RPLSA: A novel updating scheme for Probabilistic Latent Semantic Analysis

  • Authors:
  • N. Bassiou;C. Kotropoulos

  • Affiliations:
  • -;-

  • Venue:
  • Computer Speech and Language
  • Year:
  • 2011

Quantified Score

Hi-index 0.00

Visualization

Abstract

A novel updating method for Probabilistic Latent Semantic Analysis (PLSA), called Recursive PLSA (RPLSA), is proposed. The updating of conditional probabilities is derived from first principles for both the asymmetric and the symmetric PLSA formulations.
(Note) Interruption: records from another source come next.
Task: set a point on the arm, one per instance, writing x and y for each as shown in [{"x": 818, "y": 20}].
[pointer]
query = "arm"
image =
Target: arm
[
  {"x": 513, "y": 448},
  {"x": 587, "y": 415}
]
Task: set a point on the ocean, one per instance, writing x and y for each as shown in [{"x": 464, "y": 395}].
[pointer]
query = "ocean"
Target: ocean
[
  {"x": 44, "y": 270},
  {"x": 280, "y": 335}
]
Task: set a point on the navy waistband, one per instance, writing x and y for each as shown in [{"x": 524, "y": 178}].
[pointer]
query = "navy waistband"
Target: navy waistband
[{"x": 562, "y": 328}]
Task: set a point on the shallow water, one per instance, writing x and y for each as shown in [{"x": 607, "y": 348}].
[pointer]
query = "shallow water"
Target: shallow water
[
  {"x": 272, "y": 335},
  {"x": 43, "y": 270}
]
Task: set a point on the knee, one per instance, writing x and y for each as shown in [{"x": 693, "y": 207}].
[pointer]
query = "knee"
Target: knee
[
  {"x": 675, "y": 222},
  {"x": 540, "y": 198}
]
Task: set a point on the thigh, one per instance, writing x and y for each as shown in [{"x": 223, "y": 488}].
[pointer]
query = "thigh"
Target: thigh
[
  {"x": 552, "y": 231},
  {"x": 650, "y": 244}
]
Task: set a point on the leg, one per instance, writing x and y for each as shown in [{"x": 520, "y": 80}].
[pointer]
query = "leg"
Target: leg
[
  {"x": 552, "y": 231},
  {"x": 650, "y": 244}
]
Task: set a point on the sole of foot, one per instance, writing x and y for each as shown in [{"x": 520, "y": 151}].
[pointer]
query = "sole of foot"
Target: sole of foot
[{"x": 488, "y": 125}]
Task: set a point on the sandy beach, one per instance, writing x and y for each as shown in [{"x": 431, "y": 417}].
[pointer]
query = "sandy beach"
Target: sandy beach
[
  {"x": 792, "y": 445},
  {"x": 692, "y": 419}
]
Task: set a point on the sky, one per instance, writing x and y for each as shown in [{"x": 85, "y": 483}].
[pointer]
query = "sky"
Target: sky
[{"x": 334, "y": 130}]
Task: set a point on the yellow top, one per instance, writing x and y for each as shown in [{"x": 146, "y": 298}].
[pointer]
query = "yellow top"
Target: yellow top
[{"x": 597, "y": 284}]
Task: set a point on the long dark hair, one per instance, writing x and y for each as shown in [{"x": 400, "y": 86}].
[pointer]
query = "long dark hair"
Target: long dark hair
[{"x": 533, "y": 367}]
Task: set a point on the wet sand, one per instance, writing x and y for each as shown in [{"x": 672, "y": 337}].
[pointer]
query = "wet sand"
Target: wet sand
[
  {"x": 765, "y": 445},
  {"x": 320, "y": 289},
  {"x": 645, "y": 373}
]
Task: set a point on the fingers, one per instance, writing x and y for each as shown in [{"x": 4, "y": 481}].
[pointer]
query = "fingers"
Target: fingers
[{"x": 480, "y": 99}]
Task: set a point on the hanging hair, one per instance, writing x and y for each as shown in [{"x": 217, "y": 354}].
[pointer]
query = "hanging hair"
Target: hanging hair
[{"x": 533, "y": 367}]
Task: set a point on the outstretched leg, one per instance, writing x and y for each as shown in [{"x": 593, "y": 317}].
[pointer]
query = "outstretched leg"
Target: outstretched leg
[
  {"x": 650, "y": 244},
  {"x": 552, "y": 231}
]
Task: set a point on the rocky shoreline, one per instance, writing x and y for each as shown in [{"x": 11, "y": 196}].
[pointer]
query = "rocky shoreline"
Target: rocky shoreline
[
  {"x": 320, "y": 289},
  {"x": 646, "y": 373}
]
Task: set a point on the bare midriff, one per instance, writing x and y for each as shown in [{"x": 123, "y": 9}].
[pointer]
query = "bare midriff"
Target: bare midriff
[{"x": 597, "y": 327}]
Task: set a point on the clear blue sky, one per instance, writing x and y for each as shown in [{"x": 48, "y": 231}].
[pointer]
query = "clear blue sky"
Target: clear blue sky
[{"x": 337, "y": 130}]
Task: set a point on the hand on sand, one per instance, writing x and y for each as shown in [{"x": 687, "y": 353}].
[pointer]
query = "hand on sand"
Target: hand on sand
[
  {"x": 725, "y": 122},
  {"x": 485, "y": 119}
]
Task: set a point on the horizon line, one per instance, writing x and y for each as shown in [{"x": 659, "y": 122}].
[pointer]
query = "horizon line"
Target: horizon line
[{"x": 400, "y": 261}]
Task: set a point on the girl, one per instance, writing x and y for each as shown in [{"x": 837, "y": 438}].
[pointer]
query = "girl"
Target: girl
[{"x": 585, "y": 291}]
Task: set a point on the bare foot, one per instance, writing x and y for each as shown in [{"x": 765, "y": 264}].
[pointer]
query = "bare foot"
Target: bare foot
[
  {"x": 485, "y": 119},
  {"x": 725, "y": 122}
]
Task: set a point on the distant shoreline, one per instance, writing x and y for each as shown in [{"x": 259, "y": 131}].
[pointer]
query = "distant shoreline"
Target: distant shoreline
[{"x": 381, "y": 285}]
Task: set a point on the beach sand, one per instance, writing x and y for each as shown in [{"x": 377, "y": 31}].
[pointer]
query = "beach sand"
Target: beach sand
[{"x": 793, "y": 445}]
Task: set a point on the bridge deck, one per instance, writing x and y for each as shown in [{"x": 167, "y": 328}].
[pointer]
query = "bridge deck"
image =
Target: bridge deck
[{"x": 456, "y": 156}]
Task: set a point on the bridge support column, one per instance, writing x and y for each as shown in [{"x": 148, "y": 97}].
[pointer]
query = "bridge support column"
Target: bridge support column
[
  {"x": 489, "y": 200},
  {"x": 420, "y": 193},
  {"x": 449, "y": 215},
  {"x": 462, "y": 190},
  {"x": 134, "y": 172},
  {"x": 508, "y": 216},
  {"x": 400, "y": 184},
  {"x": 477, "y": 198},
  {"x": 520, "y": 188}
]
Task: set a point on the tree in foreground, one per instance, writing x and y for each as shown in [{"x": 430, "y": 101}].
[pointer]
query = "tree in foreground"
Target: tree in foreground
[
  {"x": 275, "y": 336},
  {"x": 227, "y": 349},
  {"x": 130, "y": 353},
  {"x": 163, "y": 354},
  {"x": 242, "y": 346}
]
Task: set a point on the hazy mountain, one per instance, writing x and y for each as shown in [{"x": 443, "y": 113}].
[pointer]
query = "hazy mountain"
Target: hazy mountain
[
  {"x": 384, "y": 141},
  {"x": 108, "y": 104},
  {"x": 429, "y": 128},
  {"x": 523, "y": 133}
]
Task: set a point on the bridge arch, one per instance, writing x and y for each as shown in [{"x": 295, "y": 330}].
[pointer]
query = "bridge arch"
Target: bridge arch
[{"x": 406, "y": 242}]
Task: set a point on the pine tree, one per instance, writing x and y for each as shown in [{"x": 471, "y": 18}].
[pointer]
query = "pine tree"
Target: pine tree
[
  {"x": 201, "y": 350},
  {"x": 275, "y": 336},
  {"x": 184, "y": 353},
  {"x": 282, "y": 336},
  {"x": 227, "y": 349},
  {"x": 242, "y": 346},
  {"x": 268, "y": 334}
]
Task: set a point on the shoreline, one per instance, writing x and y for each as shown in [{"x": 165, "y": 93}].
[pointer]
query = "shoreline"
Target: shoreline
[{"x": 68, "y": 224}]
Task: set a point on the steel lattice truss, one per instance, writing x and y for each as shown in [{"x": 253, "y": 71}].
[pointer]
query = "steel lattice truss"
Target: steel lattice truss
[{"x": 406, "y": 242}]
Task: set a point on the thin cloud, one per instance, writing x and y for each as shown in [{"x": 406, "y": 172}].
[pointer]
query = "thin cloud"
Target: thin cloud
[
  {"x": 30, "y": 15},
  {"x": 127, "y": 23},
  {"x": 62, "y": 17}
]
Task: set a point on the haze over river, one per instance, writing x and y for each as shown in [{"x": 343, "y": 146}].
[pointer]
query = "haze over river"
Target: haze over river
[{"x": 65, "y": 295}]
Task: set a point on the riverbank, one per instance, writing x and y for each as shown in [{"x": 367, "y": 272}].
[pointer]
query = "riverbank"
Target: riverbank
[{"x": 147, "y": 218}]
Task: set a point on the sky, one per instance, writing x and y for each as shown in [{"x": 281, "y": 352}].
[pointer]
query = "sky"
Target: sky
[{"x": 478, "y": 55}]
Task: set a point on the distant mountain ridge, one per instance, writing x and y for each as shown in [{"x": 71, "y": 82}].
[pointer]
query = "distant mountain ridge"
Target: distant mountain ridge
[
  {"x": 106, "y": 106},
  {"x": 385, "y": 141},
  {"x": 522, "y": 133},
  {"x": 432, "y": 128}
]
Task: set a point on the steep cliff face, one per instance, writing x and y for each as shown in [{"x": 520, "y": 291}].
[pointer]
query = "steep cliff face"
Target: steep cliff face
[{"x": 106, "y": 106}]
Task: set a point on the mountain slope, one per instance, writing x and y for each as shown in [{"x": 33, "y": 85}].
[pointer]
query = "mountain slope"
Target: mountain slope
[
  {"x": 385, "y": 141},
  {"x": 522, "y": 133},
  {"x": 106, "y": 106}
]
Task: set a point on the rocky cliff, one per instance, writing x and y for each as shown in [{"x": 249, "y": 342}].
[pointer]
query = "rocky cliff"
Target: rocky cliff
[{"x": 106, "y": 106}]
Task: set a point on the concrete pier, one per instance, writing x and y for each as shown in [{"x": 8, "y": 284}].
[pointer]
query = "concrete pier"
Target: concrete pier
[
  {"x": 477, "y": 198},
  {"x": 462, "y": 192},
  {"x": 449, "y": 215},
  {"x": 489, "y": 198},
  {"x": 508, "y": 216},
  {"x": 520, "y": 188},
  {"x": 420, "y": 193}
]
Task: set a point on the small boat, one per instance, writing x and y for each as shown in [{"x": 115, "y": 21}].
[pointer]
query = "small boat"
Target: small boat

The performance of RPLSA for both formulations is compared to that of the PLSA folding-in, the PLSA rerun from the breakpoint, and well-known LSA updating methods, such as the singular value decomposition (SVD) folding-in and the SVD-updating. The experimental results demonstrate that the RPLSA outperforms the other updating methods under study with respect to the maximization of the average log-likelihood and the minimization of the average absolute error between the probabilities estimated by the updating methods and those derived by applying the non-adaptive PLSA from scratch. A comparison in terms of CPU run time is conducted as well. Finally, in document clustering using the Adjusted Rand index, it is demonstrated that the clusters generated by the RPLSA are: (a) similar to those generated by the PLSA applied from scratch; (b) closer to the ground truth than those created by the other PLSA or LSA updating methods.